Asesinato playero

Un poco de viento de poniente transportaba el aroma de las algas sobre volando las subas blancas de fina arena. El espectáculo del fulgor espumoso de las olas de la bajamar, una bajamar aún calurosa, hipnotizaba a Lucrecia Girón, que se ubicaba en la orilla hasta que las olas empezaban a romper el agua en dos y le mojaban el pareo. Lucrecia disfrutaba sus quince días de vacaciones como quien se siente acreedora del derecho a desconectar por el deber cumplido. Lejos quedaban los últimos encargos de Corazón Negro, las persecuciones por las calles de Berlín, el tiro de entrada y salida que la atravesó su hombro a pocos centímetros del hueso, que casi la finiquita en Firenze por desangramiento, el blanco fácil en Lyon. Lucrecia Girón había nacido en Uruguay pero era de cualquier lado donde hubiera un buen negrazo con reloj de oro. Había cambiado de domicilio más veces de las que podía recordar aunque realmente no los consideraba domicilios, sino prácticamente pisos francos. Picaderos de temporada. Lucrecia se sabía morena despampanante y su musculatura de mercenaria de élite era como un mortal filamento para los hombres-moscas. Dzzzznngg. Uno menos. 

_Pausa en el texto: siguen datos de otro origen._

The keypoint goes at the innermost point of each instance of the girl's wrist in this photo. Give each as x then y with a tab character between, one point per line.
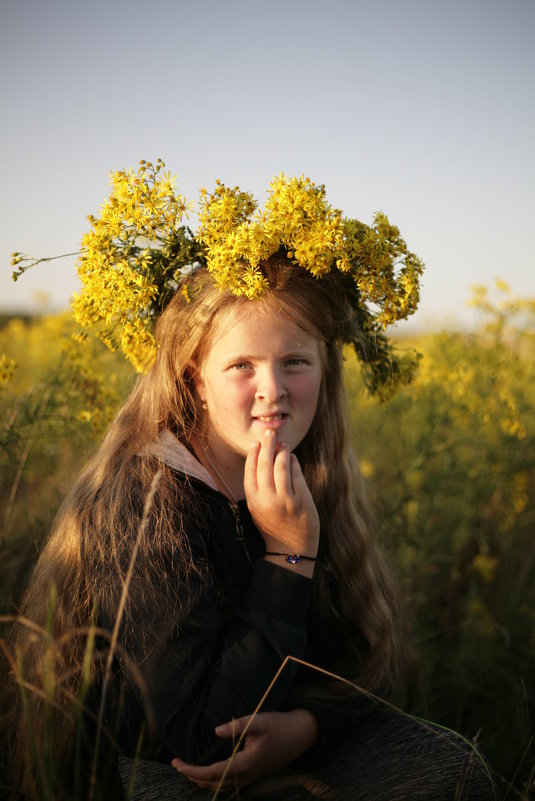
292	561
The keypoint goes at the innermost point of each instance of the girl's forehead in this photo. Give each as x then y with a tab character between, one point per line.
254	321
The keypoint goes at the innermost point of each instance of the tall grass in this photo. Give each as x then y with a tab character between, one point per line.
450	463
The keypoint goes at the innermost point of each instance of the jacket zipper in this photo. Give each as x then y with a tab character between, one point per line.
240	536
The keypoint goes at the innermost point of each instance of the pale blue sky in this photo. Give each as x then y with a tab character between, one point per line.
422	109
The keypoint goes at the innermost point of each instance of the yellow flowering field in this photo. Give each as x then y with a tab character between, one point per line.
450	464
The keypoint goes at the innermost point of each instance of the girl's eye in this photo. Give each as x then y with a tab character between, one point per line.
294	362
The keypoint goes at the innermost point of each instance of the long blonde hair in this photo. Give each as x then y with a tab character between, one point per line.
91	545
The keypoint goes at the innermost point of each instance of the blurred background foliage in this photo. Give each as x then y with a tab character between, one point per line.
450	464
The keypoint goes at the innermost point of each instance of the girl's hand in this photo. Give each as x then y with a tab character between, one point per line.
279	499
273	740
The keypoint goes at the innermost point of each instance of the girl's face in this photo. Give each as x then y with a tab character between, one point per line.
261	372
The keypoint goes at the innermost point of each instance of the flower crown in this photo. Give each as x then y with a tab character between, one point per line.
138	254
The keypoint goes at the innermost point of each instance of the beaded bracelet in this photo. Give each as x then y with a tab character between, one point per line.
292	558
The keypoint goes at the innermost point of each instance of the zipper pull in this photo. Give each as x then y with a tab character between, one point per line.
239	528
240	537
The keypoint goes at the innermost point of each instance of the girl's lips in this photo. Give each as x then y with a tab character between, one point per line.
273	421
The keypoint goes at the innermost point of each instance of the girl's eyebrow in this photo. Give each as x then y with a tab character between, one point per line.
244	357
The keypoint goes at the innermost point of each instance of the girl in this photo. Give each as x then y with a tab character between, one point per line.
222	527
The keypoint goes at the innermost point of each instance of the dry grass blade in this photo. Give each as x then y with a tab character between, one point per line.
115	633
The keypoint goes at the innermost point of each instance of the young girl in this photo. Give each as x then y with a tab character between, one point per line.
221	528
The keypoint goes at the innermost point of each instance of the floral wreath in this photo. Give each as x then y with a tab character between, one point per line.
138	254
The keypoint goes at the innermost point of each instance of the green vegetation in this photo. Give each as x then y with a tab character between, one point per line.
450	463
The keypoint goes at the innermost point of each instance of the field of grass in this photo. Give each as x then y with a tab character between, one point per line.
450	464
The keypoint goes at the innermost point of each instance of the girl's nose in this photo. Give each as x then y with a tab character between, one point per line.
270	387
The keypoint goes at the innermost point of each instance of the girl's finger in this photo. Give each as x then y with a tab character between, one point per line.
296	475
250	483
281	471
264	472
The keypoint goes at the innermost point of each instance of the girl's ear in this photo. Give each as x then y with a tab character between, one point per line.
198	381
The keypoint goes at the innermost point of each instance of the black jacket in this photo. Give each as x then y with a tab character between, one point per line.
216	664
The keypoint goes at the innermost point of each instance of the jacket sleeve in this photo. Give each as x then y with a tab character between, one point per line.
215	663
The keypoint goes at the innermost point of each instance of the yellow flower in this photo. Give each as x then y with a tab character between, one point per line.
7	369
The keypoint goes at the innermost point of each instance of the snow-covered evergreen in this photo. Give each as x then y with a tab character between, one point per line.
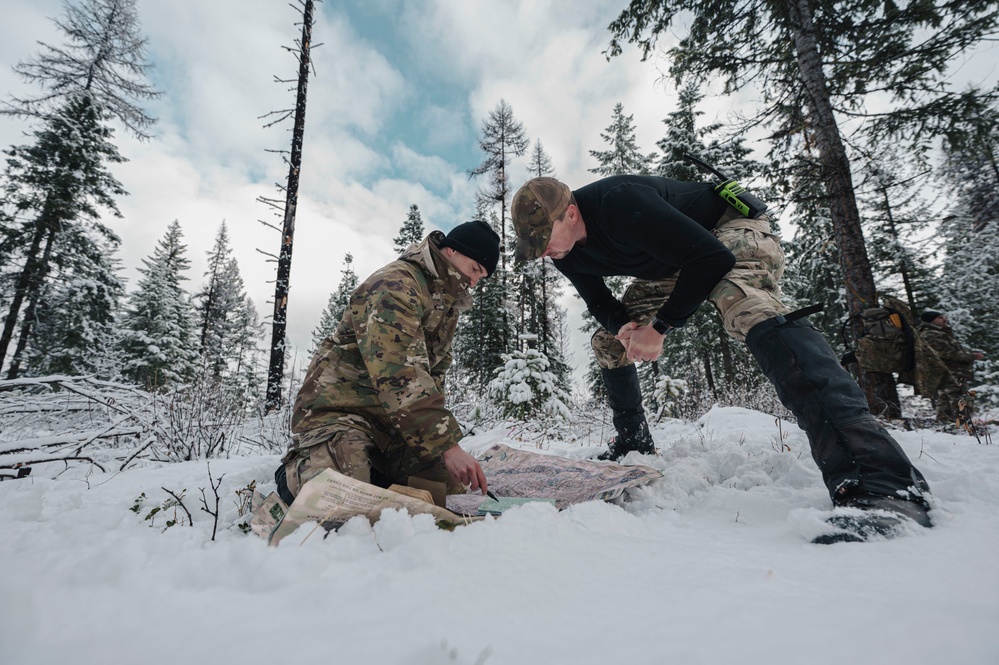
337	305
159	334
526	389
411	231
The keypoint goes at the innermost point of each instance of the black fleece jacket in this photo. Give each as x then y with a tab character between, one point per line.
647	227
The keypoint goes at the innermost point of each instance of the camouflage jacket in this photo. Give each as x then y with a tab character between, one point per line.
947	354
385	364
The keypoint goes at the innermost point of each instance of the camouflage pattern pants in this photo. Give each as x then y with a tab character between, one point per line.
745	296
355	452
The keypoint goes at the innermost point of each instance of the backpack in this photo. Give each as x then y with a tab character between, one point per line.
887	343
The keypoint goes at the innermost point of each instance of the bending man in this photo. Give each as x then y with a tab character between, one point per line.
372	403
685	245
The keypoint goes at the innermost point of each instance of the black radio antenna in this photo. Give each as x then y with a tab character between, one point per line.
696	162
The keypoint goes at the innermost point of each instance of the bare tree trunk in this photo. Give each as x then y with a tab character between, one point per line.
878	387
275	371
23	282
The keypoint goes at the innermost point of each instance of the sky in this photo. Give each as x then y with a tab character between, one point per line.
711	564
394	113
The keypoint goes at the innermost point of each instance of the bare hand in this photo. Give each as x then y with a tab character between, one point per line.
644	343
465	468
624	334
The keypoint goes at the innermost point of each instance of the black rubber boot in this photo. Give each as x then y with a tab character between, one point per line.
625	396
861	463
281	478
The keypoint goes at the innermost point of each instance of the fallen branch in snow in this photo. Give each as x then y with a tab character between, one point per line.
204	501
180	502
20	461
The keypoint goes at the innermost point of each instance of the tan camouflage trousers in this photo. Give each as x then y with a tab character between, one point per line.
355	452
747	295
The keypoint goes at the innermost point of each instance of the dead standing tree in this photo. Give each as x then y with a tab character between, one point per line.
275	370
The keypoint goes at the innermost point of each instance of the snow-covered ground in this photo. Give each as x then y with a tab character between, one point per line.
710	564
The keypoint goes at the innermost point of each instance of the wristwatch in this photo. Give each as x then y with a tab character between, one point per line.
661	326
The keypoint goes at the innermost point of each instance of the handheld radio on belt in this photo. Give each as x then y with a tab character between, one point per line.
732	192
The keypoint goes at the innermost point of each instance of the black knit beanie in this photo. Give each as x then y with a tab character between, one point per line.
477	241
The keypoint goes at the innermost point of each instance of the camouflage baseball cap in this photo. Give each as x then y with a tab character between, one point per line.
536	206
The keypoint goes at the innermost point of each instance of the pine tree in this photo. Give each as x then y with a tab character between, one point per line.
159	336
411	231
338	303
103	59
489	328
969	278
503	138
623	157
77	313
542	318
483	333
219	309
55	185
896	225
813	273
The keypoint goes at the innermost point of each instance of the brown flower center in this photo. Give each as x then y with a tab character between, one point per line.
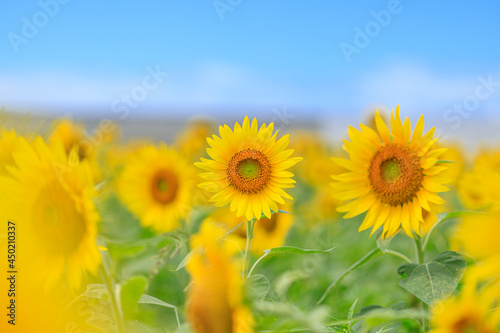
164	186
269	224
395	174
249	171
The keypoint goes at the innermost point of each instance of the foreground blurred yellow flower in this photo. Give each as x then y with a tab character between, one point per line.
469	312
192	140
215	297
156	186
50	196
248	169
392	174
73	136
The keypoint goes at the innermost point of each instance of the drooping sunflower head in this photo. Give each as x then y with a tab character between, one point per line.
156	186
248	169
51	197
393	175
216	299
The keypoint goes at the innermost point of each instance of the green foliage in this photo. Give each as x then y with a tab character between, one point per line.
436	280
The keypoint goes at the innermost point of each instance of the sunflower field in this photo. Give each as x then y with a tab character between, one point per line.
241	227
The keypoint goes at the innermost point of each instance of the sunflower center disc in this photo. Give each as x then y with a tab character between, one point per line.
64	227
164	187
249	168
391	171
249	171
395	174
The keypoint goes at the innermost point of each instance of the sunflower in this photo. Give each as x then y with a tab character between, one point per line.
248	169
315	172
478	188
215	297
192	140
50	195
74	136
469	312
156	186
393	175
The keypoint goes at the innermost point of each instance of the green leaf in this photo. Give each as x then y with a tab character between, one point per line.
187	258
98	291
148	299
117	250
131	292
257	287
433	281
294	250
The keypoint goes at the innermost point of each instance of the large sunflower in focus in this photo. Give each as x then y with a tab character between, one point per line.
248	169
156	185
50	196
393	175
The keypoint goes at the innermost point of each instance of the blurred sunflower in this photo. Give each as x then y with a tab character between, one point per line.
192	140
215	297
8	143
73	136
393	175
478	188
248	169
272	232
51	197
156	185
315	172
469	312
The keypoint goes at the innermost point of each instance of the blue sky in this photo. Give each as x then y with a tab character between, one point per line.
258	54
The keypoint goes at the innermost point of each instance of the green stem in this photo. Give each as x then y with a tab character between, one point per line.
115	304
420	250
370	255
255	264
248	247
399	255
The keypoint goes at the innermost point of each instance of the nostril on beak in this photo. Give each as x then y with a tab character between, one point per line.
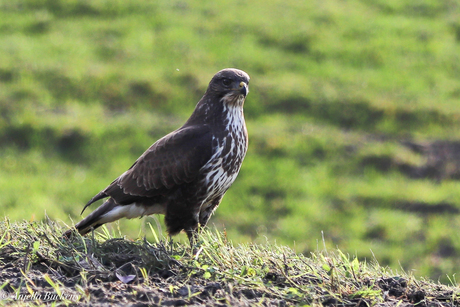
243	88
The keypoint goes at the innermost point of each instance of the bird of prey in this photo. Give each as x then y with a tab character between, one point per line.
185	174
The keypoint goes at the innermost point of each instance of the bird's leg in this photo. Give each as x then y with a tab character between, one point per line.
192	236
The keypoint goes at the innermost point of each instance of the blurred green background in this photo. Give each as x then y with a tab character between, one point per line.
353	115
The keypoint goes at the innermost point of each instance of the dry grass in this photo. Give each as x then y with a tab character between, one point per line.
40	268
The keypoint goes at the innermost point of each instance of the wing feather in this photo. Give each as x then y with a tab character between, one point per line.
170	162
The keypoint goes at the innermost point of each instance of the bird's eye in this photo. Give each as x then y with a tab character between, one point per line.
226	82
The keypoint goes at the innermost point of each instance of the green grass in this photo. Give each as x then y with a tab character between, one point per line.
337	90
37	264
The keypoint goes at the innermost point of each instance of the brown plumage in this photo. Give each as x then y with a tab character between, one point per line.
185	174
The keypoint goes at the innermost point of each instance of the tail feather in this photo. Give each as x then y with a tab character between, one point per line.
95	219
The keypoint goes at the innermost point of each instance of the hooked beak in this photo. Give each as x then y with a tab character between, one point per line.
243	88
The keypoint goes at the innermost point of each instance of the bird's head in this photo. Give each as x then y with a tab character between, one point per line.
229	85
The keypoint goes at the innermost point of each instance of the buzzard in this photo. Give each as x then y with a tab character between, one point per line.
185	174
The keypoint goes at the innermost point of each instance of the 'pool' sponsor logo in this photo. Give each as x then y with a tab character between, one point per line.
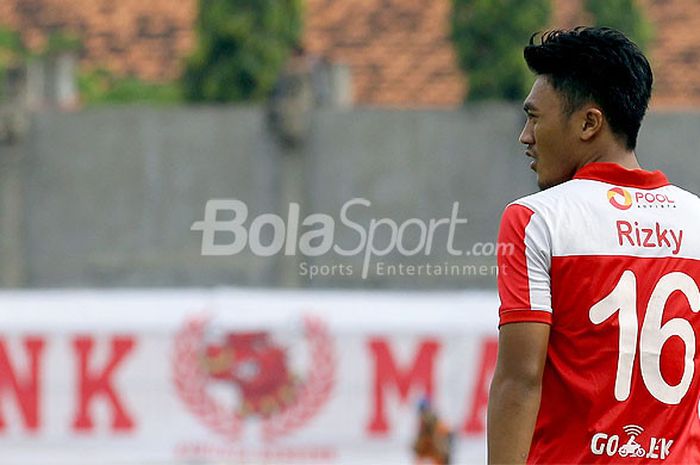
620	198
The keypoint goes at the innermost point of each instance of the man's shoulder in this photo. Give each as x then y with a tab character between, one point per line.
554	197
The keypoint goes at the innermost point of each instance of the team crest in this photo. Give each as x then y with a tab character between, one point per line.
226	378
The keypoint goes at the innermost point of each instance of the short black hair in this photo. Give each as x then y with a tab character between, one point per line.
596	64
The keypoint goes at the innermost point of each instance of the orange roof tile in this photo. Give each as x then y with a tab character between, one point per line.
399	51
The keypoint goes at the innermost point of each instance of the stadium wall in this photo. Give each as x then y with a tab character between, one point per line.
106	197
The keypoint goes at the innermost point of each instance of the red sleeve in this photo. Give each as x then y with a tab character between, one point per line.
522	274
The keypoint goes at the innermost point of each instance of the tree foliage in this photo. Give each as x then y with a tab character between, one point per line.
242	47
489	36
625	16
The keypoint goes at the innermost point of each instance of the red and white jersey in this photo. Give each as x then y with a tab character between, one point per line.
611	260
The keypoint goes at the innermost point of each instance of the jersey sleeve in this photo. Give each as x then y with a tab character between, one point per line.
524	260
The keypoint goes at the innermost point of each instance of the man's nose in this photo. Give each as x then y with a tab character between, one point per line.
526	137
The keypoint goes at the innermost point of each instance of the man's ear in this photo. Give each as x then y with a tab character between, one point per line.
592	123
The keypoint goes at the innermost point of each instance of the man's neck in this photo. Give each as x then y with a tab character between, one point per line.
625	158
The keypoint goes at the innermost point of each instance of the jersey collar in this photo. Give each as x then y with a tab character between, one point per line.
612	173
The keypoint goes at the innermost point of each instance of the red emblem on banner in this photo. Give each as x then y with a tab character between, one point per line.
257	371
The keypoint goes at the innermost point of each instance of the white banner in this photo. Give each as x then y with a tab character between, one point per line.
229	376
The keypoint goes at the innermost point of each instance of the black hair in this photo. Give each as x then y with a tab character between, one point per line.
599	65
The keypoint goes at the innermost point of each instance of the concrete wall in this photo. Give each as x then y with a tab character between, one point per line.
106	197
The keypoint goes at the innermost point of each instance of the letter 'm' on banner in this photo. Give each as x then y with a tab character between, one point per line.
419	376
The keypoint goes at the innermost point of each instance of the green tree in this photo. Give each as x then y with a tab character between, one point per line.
623	15
489	36
242	47
12	54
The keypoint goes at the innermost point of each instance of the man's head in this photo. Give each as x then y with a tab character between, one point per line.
592	90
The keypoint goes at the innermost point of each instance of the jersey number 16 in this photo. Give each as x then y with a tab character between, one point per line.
653	334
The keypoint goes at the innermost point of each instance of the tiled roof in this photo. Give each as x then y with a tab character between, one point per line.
398	50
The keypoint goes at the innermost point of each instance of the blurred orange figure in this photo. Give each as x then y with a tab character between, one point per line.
433	444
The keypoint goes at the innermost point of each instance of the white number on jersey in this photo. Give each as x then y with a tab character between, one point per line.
653	334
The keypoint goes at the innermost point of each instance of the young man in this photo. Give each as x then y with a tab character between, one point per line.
599	320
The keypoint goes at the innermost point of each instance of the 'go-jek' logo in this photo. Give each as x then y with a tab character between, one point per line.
620	198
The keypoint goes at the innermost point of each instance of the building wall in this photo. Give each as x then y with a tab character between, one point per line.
108	196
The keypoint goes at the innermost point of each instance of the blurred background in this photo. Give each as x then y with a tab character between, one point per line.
119	121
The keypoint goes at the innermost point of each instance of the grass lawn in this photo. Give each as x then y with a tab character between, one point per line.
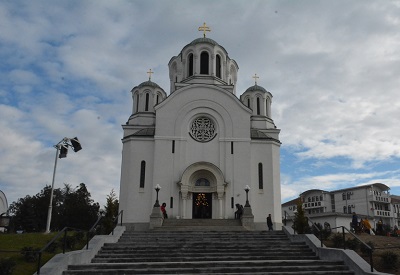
12	244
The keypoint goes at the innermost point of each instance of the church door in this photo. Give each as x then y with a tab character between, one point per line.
202	206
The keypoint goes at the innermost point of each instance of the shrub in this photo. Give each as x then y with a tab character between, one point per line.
30	254
389	260
352	244
52	247
337	240
70	242
79	236
364	250
7	266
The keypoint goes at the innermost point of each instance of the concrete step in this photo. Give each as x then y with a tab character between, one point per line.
228	267
208	251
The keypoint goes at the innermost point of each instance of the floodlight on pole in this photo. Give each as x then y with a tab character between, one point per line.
157	188
61	152
247	189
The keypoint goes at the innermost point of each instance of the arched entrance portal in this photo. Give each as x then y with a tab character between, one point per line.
203	185
202	206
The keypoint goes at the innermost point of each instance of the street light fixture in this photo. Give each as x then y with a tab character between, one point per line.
158	188
247	189
61	152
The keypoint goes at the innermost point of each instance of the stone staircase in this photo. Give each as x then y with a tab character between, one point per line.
220	247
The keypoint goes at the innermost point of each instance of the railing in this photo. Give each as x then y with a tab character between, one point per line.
89	234
370	249
320	233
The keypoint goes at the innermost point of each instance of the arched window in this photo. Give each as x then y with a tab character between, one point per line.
147	102
190	72
218	66
204	63
260	177
142	173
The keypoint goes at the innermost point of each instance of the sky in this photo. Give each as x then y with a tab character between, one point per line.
67	68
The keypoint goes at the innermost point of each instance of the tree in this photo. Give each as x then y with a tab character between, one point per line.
300	223
78	210
110	211
72	208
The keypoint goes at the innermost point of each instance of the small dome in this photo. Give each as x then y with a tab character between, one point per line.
204	40
148	83
256	88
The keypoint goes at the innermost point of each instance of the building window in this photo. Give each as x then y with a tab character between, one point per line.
147	102
202	182
142	173
218	66
204	63
190	72
202	129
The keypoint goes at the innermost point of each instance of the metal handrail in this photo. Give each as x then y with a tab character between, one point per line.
65	230
313	224
121	213
370	249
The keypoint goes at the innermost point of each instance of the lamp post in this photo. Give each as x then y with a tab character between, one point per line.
61	152
247	189
157	188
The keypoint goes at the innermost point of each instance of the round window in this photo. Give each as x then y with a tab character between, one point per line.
202	129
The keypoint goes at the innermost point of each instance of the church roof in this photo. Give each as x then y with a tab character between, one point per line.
203	40
145	132
256	88
148	83
257	134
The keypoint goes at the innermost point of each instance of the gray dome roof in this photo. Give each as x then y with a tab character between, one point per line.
148	83
256	88
204	40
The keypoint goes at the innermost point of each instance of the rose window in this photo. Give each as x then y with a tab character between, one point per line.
202	129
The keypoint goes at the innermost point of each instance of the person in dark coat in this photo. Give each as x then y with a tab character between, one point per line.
269	223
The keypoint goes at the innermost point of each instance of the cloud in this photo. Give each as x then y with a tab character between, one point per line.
332	68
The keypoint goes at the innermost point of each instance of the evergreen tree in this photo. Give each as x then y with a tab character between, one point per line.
300	223
110	212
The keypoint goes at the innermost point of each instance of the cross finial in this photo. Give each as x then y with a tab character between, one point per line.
255	78
150	72
204	29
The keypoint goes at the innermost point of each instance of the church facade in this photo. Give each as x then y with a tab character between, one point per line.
201	143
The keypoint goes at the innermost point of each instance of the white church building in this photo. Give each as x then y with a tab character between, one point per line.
200	143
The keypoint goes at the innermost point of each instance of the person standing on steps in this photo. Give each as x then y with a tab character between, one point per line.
269	222
165	215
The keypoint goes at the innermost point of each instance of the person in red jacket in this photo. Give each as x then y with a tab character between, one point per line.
164	211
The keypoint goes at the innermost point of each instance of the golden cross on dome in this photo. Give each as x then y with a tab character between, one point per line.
255	78
150	72
204	29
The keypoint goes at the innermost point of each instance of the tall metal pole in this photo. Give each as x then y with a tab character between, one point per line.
52	190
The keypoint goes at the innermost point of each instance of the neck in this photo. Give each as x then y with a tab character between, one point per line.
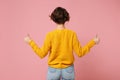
60	26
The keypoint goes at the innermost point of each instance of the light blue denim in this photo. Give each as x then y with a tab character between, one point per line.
61	74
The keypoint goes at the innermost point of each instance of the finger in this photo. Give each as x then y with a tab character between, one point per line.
96	35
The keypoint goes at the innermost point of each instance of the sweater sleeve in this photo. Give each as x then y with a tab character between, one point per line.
79	50
43	51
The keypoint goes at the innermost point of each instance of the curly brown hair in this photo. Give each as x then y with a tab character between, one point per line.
60	15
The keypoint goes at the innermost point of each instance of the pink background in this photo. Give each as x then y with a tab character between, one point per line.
88	18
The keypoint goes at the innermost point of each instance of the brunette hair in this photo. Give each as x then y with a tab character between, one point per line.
60	15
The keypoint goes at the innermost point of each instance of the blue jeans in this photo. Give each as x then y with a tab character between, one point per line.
64	74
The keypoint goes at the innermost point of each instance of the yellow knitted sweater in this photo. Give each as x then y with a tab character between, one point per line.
60	45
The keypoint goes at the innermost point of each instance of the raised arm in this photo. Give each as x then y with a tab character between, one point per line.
43	51
79	50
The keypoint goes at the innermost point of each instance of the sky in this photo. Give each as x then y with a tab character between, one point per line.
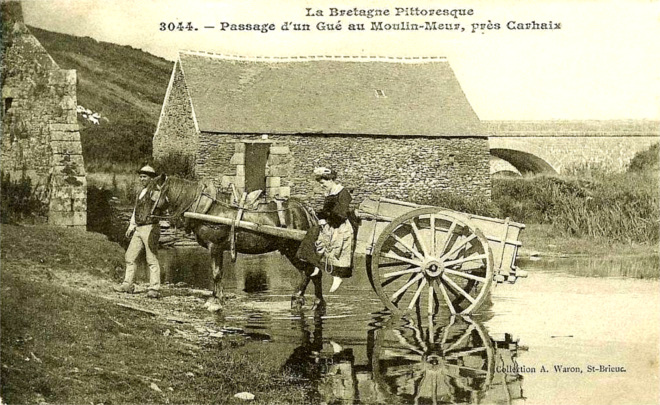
603	63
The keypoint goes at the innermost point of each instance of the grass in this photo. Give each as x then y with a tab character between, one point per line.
70	345
545	239
124	186
622	208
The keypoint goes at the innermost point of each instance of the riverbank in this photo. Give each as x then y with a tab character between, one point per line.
67	338
541	240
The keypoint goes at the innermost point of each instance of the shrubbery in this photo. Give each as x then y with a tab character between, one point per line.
102	216
177	164
619	207
646	160
118	145
18	200
458	202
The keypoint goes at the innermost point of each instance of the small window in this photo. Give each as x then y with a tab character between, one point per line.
8	102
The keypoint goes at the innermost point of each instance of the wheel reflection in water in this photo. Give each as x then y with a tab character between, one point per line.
452	362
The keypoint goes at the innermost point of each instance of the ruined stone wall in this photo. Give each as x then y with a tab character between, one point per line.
176	128
404	168
40	137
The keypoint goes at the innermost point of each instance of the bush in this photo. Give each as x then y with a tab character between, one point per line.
102	216
18	200
127	143
177	164
469	205
646	160
619	207
534	199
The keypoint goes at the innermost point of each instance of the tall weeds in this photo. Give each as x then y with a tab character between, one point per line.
619	207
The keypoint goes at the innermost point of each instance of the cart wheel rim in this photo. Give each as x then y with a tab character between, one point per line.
431	257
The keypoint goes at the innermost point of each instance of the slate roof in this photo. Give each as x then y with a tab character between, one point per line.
327	95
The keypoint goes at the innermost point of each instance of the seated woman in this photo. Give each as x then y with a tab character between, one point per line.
335	241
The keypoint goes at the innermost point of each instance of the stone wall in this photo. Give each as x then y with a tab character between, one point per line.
397	167
40	137
176	128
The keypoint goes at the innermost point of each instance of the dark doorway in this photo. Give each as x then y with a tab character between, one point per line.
256	156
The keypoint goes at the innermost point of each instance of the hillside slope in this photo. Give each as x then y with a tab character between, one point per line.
124	85
113	80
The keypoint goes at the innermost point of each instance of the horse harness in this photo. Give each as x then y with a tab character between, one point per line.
244	203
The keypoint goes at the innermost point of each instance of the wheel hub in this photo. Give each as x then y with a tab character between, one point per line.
433	268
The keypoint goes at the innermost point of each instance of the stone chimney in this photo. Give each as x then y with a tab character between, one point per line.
40	134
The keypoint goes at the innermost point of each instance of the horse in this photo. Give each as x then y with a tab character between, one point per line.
182	196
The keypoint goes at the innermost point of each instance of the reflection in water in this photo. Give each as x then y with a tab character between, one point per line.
452	362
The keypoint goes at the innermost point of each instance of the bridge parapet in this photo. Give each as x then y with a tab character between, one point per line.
554	146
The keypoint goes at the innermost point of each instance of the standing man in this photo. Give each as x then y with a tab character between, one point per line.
144	231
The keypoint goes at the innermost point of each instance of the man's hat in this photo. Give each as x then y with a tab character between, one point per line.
148	170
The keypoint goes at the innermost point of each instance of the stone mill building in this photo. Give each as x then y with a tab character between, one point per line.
40	137
396	127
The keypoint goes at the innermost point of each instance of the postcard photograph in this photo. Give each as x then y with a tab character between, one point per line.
330	202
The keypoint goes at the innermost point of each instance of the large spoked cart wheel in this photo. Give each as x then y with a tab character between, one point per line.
430	257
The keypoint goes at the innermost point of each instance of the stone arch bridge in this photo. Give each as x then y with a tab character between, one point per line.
525	147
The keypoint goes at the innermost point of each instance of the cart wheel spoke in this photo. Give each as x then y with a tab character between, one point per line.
394	256
465	353
475	370
458	289
466	275
431	308
450	233
413	302
443	291
408	247
462	339
434	251
458	246
418	237
465	260
406	286
402	272
445	333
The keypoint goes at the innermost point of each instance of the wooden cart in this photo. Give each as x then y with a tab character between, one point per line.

Pero la playa de los alemanes le daba la vida. El sentir de los rayos solares picándola le daban un placer infinito sin reloj de oro. Unas gafas de la marca Prada, con grandes redondos cristales polarizados le eliminaban cualquier reflejo molesto, lo que le era útil al fijar el objetivo en la mira. Se dio cuenta Lucrecia que llevaba las mismas gafas que en su última misión, que había sido en la nieve tirolesa. Que diferencia más notable, de menos veinte a más treinta grados centígrados. 

Una parejita retozaba en la arena a unos quince metros y unos niños jugaban a lanzarse un frisbi con poco tiño en la orilla. Todo era paz y calma, todo era tranquilidad.